My Writing Style

I just read a great article by Kimberly Lang in the May 2012 issue of Romance Writers Report . Entitled “What’s Your Style?” it addresses the connection between learning styles and writing styles. As a former educator, I know the importance of considering all learning styles when developing lesson plans and facilitating instruction, but I hadn’t considered my learning style and its connection to my writing style. What Lang says makes perfect sense, and relieves me of the pressure (self-imposed) of trying to imitate the process of other writers.  As an auditory learner, I like to write in silence or with instrumental music only.  If I listen to music with lyrics, it won’t be long before I’m using the stapler as a microphone and singing lead vocals with the band. I can listen to instrumental because THERE ARE NO WORDS. And I admit it, I am A.D.D. My son and a friend both gave me the same t-shirt that says “I’m A.D.D. but no one understands…oh look – a chicken”.  So true, so true.  And my son-in-law often buys me “chicken” themed items just as a reminder.
And yes, I walk around the house muttering to myself running plot lines or dialogue.  When walking the beach with my husband Rich, I run plot lines and potential conflict by him because I am also an extrovert and that’s how I process.

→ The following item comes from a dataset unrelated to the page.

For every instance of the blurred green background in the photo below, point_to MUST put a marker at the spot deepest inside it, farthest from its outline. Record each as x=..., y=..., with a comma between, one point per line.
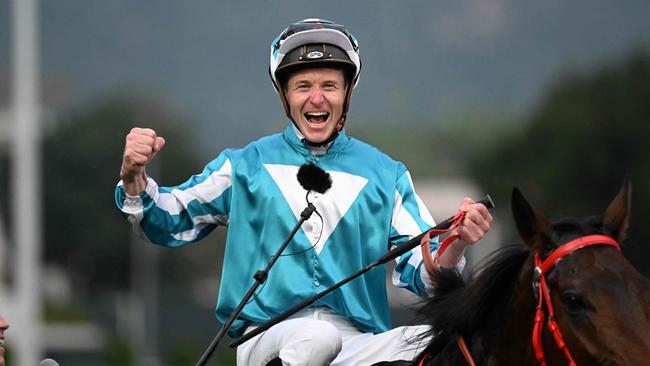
x=552, y=97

God bless his patience!
As Lang suggests, my novels are dialogue heavy. While I’m writing, my characters begin to talk to each other and I simply record what they say.  More than once I have reread passages to find I don’t remember thinking up those words at all! Plot development via dialogue is my favorite, which is why I love Shakespeare so much.  Exposition is the most difficult part of a book for me because I think, “Okay, let’s get on with it.” When my characters begin verbal sparring, I love it! And one of my favorite lines in Love’s Destiny is when Emily says to Jonathon, “You make love to me with your words.”
Discussing ideas with friends who read drafts and help with revision is heaven for me.  I get to talk about my writing, and what writer doesn’t love that?  But talking scenes through and getting feedback is more helpful for me than creating a storyboard, which visual writers love.  And I read my draft aloud to myself which is incredibly helpful and leads to much of my revision.
Lang offers “tips and tricks” for each learning style and encourages writers to stretch beyond their comfort levels and try a strategy compatible with a different learning style.  I have to admit that color-coding plot notes is tempting. I think I’ll go find those markers I stashed away.

2 thoughts on “My Writing Style

  1. I read the same piece and loved it. I, too, talk to my characters, listen to them talk to each other and am much better at dialog than description.

    All those teachers in grade school who gave me A+ for my reading and writing but black marks for talking too much had no idea I was just writing my next story.